Certain reclassifications have been made to prior year balances to
conform to the current year presentation.
NOTE 2 - NOTES RECEIVABLE
In February 1997, the Company initiated foreclosure proceedings
against the borrower of one of the Company's notes receivable which is secured
by a first trust deed with a face value of $6 million, on a commercial property
in Orange County. No loss is expected to be incurred on this transaction.
NOTE 3 - REAL ESTATE HELD FOR SALE
In January 1997, the Company purchased a 30,000 square feet office
building in Santa Ana, California for $1.3 million.

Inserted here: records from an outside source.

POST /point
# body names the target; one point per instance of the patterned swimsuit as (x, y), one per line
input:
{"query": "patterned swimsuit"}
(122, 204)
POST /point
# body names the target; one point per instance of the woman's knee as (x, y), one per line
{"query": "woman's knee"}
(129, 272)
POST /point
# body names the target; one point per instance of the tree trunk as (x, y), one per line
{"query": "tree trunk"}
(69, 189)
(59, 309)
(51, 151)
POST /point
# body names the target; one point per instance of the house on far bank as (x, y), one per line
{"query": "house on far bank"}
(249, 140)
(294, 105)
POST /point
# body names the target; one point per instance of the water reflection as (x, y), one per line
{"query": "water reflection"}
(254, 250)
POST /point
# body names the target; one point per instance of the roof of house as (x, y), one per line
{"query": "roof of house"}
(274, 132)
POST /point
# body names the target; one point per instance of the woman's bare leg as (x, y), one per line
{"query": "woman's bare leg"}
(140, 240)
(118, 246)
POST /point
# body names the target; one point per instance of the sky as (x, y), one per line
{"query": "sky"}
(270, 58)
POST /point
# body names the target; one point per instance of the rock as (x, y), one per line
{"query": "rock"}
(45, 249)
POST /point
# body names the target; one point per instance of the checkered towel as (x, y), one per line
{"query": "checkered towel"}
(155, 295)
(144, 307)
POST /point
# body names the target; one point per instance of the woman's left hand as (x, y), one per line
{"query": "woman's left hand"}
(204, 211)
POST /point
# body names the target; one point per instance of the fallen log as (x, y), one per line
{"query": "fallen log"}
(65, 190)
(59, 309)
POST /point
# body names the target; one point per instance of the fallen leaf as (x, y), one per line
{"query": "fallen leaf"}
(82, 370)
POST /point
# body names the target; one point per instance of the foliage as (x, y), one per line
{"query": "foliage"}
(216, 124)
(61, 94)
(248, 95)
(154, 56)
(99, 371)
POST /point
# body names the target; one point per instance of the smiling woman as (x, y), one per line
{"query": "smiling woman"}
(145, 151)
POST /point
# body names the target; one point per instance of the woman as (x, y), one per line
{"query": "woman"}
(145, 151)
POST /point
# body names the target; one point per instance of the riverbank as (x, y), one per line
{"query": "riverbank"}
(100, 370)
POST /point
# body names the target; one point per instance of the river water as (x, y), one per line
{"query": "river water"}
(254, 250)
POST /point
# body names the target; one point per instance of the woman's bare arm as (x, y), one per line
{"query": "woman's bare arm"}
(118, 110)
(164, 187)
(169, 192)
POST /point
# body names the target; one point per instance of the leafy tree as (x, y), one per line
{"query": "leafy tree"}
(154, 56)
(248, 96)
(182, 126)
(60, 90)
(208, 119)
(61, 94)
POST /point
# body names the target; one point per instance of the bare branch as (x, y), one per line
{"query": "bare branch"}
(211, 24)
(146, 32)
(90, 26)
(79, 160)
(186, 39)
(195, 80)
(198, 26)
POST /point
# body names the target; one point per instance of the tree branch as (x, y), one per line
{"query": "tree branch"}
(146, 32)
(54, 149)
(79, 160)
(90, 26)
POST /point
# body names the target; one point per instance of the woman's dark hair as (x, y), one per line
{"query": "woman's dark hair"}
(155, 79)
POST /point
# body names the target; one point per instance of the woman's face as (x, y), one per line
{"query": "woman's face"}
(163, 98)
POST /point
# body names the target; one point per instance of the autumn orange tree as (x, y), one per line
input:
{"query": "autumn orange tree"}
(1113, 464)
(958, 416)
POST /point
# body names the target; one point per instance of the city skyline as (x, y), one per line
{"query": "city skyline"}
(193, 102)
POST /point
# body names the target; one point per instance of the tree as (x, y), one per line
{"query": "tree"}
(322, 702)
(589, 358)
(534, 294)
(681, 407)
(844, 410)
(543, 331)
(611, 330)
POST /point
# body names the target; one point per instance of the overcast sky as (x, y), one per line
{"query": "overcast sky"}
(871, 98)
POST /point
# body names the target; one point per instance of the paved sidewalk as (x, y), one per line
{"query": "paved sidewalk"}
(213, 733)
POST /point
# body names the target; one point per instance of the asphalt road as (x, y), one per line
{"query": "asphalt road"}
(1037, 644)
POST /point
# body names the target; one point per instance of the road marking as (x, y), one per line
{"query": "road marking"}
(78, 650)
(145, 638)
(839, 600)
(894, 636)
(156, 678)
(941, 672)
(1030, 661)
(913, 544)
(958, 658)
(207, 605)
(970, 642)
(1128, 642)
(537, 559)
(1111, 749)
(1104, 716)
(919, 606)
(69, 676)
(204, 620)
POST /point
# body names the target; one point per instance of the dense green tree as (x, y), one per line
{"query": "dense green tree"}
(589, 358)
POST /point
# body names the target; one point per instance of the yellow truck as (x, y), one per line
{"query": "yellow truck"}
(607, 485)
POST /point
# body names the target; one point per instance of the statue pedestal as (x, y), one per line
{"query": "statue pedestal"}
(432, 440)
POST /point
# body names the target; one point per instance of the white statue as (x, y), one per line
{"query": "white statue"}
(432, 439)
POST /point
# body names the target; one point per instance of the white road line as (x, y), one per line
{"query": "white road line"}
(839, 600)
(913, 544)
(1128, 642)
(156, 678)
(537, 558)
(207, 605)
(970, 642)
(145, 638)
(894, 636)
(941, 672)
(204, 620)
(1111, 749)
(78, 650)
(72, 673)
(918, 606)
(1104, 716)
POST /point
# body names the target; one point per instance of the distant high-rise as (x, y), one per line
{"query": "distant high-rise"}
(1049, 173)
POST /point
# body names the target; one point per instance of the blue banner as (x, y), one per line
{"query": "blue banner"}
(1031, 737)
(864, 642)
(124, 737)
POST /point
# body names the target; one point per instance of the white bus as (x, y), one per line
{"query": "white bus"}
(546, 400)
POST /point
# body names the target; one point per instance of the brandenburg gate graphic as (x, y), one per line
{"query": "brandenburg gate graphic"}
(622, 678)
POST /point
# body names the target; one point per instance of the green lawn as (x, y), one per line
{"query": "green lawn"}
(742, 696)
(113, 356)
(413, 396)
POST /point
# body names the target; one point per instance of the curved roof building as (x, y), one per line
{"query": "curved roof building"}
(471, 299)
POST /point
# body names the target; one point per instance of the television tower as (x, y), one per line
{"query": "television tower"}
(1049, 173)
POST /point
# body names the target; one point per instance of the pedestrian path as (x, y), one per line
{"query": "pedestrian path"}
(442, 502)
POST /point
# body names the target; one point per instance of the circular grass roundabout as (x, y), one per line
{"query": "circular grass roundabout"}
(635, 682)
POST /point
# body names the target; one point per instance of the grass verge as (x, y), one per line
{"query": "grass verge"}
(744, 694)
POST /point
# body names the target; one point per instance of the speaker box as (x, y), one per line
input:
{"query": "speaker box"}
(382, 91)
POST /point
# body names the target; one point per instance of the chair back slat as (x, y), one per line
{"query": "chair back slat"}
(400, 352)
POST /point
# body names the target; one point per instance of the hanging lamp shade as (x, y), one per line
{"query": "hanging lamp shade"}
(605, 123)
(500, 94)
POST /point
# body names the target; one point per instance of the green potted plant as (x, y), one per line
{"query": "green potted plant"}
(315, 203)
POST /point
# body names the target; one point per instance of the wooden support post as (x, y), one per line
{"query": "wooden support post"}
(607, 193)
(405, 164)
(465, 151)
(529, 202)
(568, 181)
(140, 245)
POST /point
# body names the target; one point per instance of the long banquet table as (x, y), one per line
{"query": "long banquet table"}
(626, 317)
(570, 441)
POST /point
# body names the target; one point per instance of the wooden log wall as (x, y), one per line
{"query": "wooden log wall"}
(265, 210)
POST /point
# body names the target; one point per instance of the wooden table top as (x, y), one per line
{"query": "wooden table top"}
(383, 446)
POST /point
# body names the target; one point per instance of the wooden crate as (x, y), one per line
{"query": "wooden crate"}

In March 1997, the Company sold the 530 Wilshire Blvd. property in
which it currently resides, for approximately $9.5 million. The Company has
executed a lease agreement to remain in its current location. The Company
recognized a gain of approximately $1.7 million on the transaction.
NOTE 4 - MORTGAGE NOTES PAYABLE
The January 1997 purchase of a 30,000 square feet office building
referred to above was financed by two mortgage notes totaling $1.1 million.
Note A, in the amount of $1.05 million has a variable interest rate of Libor
plus 3.75% and is due January 1999. Note B, in the amount of $.05 million is
for capital improvements with a fixed rate of 12.49% and is due January 1999.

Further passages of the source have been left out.